But the Holy Spirit also witnesses to us; for after He had said before,
This is the covenant that I will make with them after those days, says the LORD: I will put My laws into their hearts, and in their minds I will write them,” Then He adds, “Their sins and their lawless deeds I will remember no more.” Now where there is remission of these, there is no longer an offering for sin.
Therefore, brethren, having boldness to enter the Holiest by the blood of Jesus, by a new and living way which He consecrated for us, through the veil, that is, His flesh, and having a High Priest over the house of God let us draw near with a true heart in full assurance of faith, having our hearts sprinkled from an evil conscience and our bodies washed with pure water. Let us hold fast the confession of our hope without wavering, for He who promised is faithful. And let us consider one another in order to stir up love and good works, not forsaking the assembling of ourselves together, as is the manner of some, but exhorting one another, and so much the more as you see the Day approaching. (NKJV)
In our last posts, we have seen that the First Covenant was a two-fold preparation for the New Covenant.
1. with reference to the people – to show them that sinful men and women cannot come into the presence of a holy God on the basis of their own merit or works. The OT sacrifices were designed to teach the truth of salvation by substitution and sacrifice. The animal substitute took the place of the Israelite sinner. The animal was physically perfect, the Israelite spiritually blemished and imperfect. The animal died, the Israelite lived.
2. with reference to God – the OT period was a time in which God prepared the effectual sacrifice to which all the OT sacrifices pointed – the physical body of the Lord Jesus. His is the only sacrifice which could – and did – take away sins.
As we look at the text for this post, we see three things:
1. the liberty we have to approach God, vs. 15-21.
2. the life we are to lead before God, vs. 22-25.
3. the lesson we must pay attention to about God, v. 26.
1. Liberty, 10:15-21.
Since we’ve already dealt with these at length, we’ll only mention a couple of things.
God’s covenant, vs. 15-18. This is God’s promise to do a work in His people, v. 16, as well as for them, vs. 17, 18.

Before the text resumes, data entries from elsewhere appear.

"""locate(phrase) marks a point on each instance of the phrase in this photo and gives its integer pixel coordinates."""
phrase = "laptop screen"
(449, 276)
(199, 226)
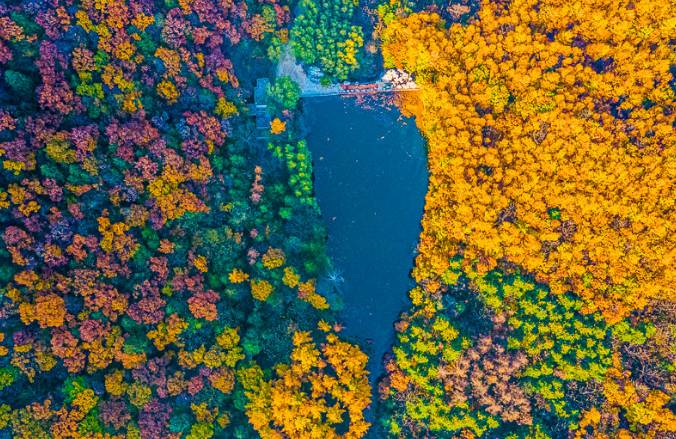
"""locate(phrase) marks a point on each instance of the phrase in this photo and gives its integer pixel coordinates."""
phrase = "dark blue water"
(370, 180)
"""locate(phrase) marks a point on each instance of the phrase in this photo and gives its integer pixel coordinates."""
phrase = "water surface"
(370, 181)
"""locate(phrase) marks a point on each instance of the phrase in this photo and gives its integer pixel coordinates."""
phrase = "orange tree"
(551, 144)
(321, 394)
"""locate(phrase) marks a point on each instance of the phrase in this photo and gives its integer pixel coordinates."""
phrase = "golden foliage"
(541, 156)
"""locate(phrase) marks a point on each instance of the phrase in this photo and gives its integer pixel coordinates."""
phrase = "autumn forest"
(164, 268)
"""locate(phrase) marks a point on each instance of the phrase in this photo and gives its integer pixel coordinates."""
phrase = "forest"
(163, 258)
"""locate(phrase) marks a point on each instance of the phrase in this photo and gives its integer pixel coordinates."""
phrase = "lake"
(370, 170)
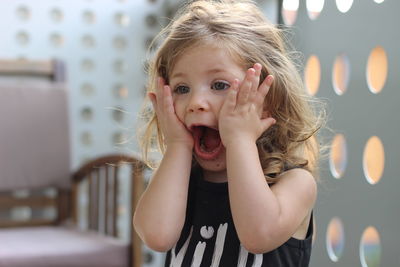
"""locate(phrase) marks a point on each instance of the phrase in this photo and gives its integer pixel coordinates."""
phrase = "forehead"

Jesus’ person and work, v. 19-21. This with particular reference to His sacrifice for sin, vs. 19, 20, and His priesthood “over the house of God,” v. 21. Only by the grace of God and never by human initiative, merit or effort do we ever have an audience with or blessing from God, vs. 19, 20.
2. Life, 10:22-25.
“Let us draw near,” v. 22. Let us use and enjoy that inestimable privilege of coming into God’s presence, a privilege not given to any other people under heaven. There are, however, certain requirements which come with the exercise of this privilege:
1. “a true heart” – a heart in which God has worked, v. 16. A heart God has cleansed. A heart in which God’s word is preeminent. A heart (and mind) in which God has written His word, according to the promises of the New Covenant. A heart not taken with the things of this world, but living with eternity in view.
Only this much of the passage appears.